The Dec. 13 NBC report revealed what the television network labeled "secret" documents, including a database of more than 40 anti-war and counter-recruitment actions, both planned and undertaken, that the government apparently investigated from November 2004 through April 2005. The database lists a Pittsburgh "incident" on April 27, 2005, in which, as the database puts it, "Group Targets US Military Recruiting" -- most likely referring to the April 26 protest by more than a dozen Pittsburgh Organizing Group members who blocked an Army Reserves recruiting table at Carnegie Mellon University with a banner reading "Resistance Is Fertile."

The database lists the incident's "Disposition" as "Open/Unresolved," and concludes "No Threat unitl [sic] actions are taken."

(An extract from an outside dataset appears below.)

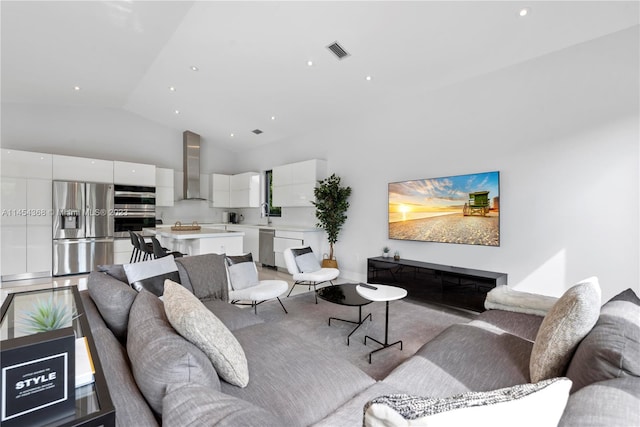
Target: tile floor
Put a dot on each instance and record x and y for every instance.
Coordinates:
(81, 281)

Department of Defense spokesperson Lt. Col. Tracy O'Grady-Walsh, responded to questions with an e-mailed statement: "We ... view with the greatest concern any potential violation of the strict DoD policy governing authorized counter-intelligence efforts and support to law enforcement," it said. It did not address the authenticity of NBC's documents, nor whether surveillance of the Pittsburgh counter-recruitment might have continued beyond April, or why it was deemed necessary.

POG member Alex Bradley, the de facto leader of local counter-recruitment protests that have increased in frequency since April, says he is "not personally concerned" about the surveillance, "but it's an erosion of civil liberties overall. It's a confirmation of what people thought might be happening. So in that sense it's disturbing."

Bradley says the group talked about the surveillance at its regular weekly protest in front of the Forbes Avenue military recruiting office in Oakland on Sat., Dec. 17, but he laughed at the notion that such oversight might affect the group's activities.

The National Lawyers Guild and the Partnership For Civil Justice law firm are now seeking more Pentagon surveillance records under the Freedom of Information Act.

David Meieran, another POG member, believes the surveillance of his group and others is related to recent revelations that the National Security Agency has been spying on Americans at the president's direction. "What I'd be interested to know is what the definition of 'threat' is," Meieran says concerning the label given to POG's efforts. "I'm not surprised at all that there is something like this. What is more disconcerting is what we don't know" -- including whether such surveillance has continued. "Are they scanning news reports or are they tasking an operative to the city to engage in monitoring ... or infiltration? This report preceded the real volume of work that not only Pittsburgh is doing but other cities as well."